El comercio exterior argentino está en vilo: 140 barcos permanecen sin operar mientras los prácticos, pilotos y baqueanos mantienen una medida de fuerza que ya frenó las exportaciones de granos en varios puertos del país.
El conflicto se desató tras la publicación del Decreto 690/2026, firmado por el presidente Javier Milei y el ministro de Desregulación y Transformación del Estado, Federico Sturzenegger. La norma, que reemplaza el reglamento vigente desde 1991, introduce cambios profundos en el servicio de practicaje, esencial para la navegación segura en ríos y accesos portuarios.
¿Qué dice el decreto?
La nueva reglamentación elimina los cupos para inscribirse como práctico, permite que armadores y agencias marítimas contraten directamente a estos profesionales, fija topes de tarifas a través de la Agencia Nacional de Puertos y Navegación (ANPYN) y habilita a capitanes con experiencia a navegar sin práctico en determinadas zonas.

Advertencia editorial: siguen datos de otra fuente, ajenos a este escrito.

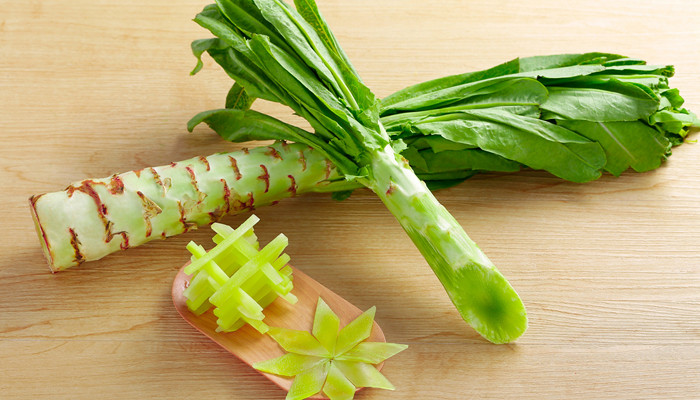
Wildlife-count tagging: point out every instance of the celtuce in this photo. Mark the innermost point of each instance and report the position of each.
(96, 217)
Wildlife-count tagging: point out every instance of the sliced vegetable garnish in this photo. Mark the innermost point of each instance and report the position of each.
(238, 278)
(335, 363)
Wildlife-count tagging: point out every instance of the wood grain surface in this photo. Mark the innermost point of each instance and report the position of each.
(609, 270)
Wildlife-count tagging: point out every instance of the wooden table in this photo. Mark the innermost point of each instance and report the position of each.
(609, 270)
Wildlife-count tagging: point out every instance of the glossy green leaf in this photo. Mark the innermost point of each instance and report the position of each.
(300, 342)
(337, 386)
(309, 382)
(626, 144)
(599, 102)
(530, 141)
(238, 98)
(326, 326)
(372, 352)
(355, 332)
(363, 375)
(290, 364)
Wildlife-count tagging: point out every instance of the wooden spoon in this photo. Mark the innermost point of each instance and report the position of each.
(250, 345)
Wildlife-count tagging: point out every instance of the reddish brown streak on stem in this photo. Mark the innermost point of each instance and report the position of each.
(391, 189)
(193, 179)
(205, 162)
(293, 187)
(147, 215)
(185, 225)
(234, 166)
(328, 169)
(272, 152)
(302, 160)
(32, 203)
(265, 176)
(125, 240)
(86, 187)
(75, 243)
(156, 177)
(227, 196)
(116, 186)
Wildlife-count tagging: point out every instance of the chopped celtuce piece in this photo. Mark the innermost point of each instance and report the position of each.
(371, 352)
(338, 386)
(237, 278)
(363, 375)
(329, 361)
(309, 382)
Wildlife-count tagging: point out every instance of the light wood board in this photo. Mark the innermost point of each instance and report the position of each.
(609, 270)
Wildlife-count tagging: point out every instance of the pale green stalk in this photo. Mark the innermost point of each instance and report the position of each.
(95, 217)
(482, 295)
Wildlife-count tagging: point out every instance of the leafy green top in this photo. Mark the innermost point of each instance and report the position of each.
(328, 360)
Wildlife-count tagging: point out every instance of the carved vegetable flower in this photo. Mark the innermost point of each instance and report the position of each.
(330, 361)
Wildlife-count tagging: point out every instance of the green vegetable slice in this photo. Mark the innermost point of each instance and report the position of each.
(336, 373)
(309, 382)
(356, 331)
(326, 325)
(371, 352)
(300, 342)
(338, 386)
(290, 364)
(363, 375)
(238, 279)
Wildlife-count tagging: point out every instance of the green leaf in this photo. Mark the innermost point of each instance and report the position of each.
(238, 98)
(372, 352)
(355, 332)
(289, 364)
(305, 43)
(309, 382)
(202, 45)
(599, 102)
(326, 325)
(309, 11)
(244, 125)
(626, 144)
(363, 375)
(337, 386)
(300, 342)
(246, 17)
(530, 141)
(491, 92)
(459, 160)
(564, 60)
(404, 96)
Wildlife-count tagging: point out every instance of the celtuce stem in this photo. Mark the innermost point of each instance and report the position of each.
(95, 217)
(483, 296)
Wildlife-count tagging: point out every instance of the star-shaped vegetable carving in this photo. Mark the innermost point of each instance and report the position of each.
(328, 360)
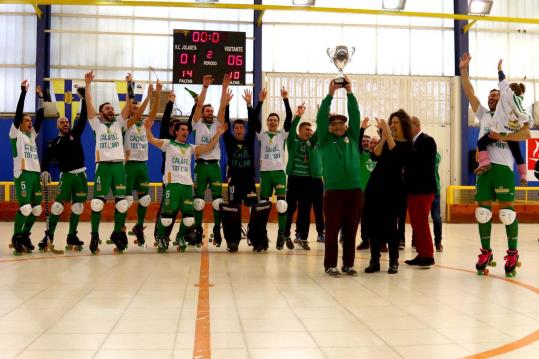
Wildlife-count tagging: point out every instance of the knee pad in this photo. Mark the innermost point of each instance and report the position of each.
(198, 204)
(57, 208)
(188, 221)
(216, 202)
(121, 205)
(507, 216)
(77, 208)
(166, 221)
(282, 206)
(26, 210)
(129, 200)
(483, 215)
(36, 210)
(145, 200)
(97, 204)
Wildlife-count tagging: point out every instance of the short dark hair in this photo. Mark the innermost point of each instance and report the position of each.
(336, 117)
(406, 123)
(303, 124)
(102, 105)
(239, 122)
(180, 123)
(274, 114)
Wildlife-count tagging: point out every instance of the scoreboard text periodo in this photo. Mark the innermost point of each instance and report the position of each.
(198, 53)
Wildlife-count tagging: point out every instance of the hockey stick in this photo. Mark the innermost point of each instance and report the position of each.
(45, 180)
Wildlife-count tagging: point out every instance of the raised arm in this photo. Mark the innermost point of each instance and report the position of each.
(254, 121)
(20, 105)
(322, 118)
(155, 107)
(199, 149)
(88, 78)
(163, 131)
(294, 127)
(206, 82)
(140, 110)
(40, 113)
(288, 110)
(364, 125)
(148, 123)
(466, 84)
(126, 110)
(81, 122)
(224, 103)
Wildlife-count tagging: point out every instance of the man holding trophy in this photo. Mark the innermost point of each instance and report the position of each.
(339, 148)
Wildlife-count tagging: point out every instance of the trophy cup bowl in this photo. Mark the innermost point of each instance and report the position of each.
(341, 56)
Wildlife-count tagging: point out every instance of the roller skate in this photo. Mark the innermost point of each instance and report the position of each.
(199, 234)
(216, 236)
(511, 262)
(74, 243)
(304, 244)
(289, 243)
(280, 240)
(484, 259)
(43, 245)
(117, 239)
(181, 244)
(27, 243)
(94, 243)
(138, 232)
(16, 245)
(162, 244)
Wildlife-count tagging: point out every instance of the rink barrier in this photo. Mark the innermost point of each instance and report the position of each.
(460, 204)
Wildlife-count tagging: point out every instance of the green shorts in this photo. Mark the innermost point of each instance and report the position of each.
(208, 174)
(178, 197)
(109, 175)
(272, 180)
(28, 188)
(137, 177)
(72, 187)
(497, 183)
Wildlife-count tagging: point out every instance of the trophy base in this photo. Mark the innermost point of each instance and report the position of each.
(340, 81)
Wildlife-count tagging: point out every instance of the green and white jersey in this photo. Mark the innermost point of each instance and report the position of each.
(109, 143)
(499, 151)
(204, 132)
(510, 115)
(24, 150)
(136, 143)
(272, 150)
(177, 162)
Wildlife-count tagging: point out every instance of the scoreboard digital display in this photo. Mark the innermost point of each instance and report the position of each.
(198, 53)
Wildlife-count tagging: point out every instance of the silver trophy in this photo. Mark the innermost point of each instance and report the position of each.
(341, 56)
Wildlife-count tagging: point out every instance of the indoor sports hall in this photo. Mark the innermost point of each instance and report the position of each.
(138, 141)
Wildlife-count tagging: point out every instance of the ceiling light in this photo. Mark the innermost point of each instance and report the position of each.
(480, 7)
(303, 2)
(393, 4)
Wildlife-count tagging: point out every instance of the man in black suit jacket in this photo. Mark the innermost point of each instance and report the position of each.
(420, 184)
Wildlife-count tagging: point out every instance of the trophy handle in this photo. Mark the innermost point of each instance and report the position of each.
(330, 54)
(352, 52)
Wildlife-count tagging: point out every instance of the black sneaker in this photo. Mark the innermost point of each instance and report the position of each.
(349, 271)
(333, 272)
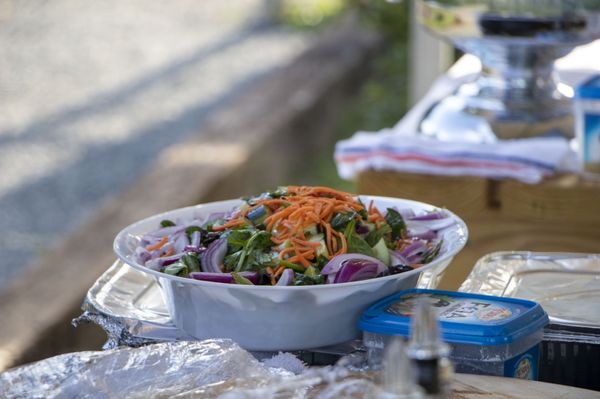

Según el Gobierno, el objetivo es reducir costos logísticos y fomentar la competencia. Sturzenegger fue contundente en su cuenta de X: se “desarmaron kioscos”. El funcionario criticó las “barreras de entrada” que limitaban la cantidad de prestadores y encarecían el servicio, y apuntó contra la segmentación geográfica que obligaba a contratar más de un práctico para un mismo recorrido.
La respuesta de los prácticos
Las entidades del sector no comparten la mirada oficial. La Asociación Profesional de Capitanes y Baqueanos Fluviales de la Marina Mercante calificó la norma de inconstitucional y ya anunció acciones judiciales: presentarán una Acción Declarativa de Certeza y una Acción de Amparo en la Justicia Federal, además de una denuncia penal por una eventual afectación a la seguridad de la navegación, amparada en el artículo 190 del Código Penal.
Desde la Cámara de Practicaje y la Asociación Civil de Prácticos advierten que los cambios podrían derivar en un deterioro de las condiciones de seguridad y laborales. El temor es que la desregulación ponga en riesgo la vida de las tripulaciones y el medio ambiente.
¿Cómo afecta a los puertos?
La medida de fuerza golpea con fuerza en el Gran Rosario, San Lorenzo, Timbúes y Puerto General San Martín, el corazón de las exportaciones agroindustriales. Allí, los buques esperan fondeados su turno, mientras las terminales ven caer la actividad.
La Prefectura Naval Argentina, encargada de controlar el servicio, comenzó a enviar notificaciones individuales a los prácticos para que retomen sus tareas, bajo la Ley de Navegación 20.094, que define al practicaje como un servicio público. Las notificaciones advierten sobre posibles sanciones administrativas y penales.
El decreto también contempla un plan de contingencia: autoriza a la Prefectura y, en casos excepcionales, a la Armada, a asumir directamente el servicio. Mientras tanto, los buques que transportan petróleo y gas siguen operando con normalidad para no afectar el abastecimiento interno de combustibles.
La pulseada entre el Gobierno y los prácticos recién comienza. Mientras las exportaciones esperan, la pregunta es cuánto durará el paro y qué impacto tendrá en la economía real.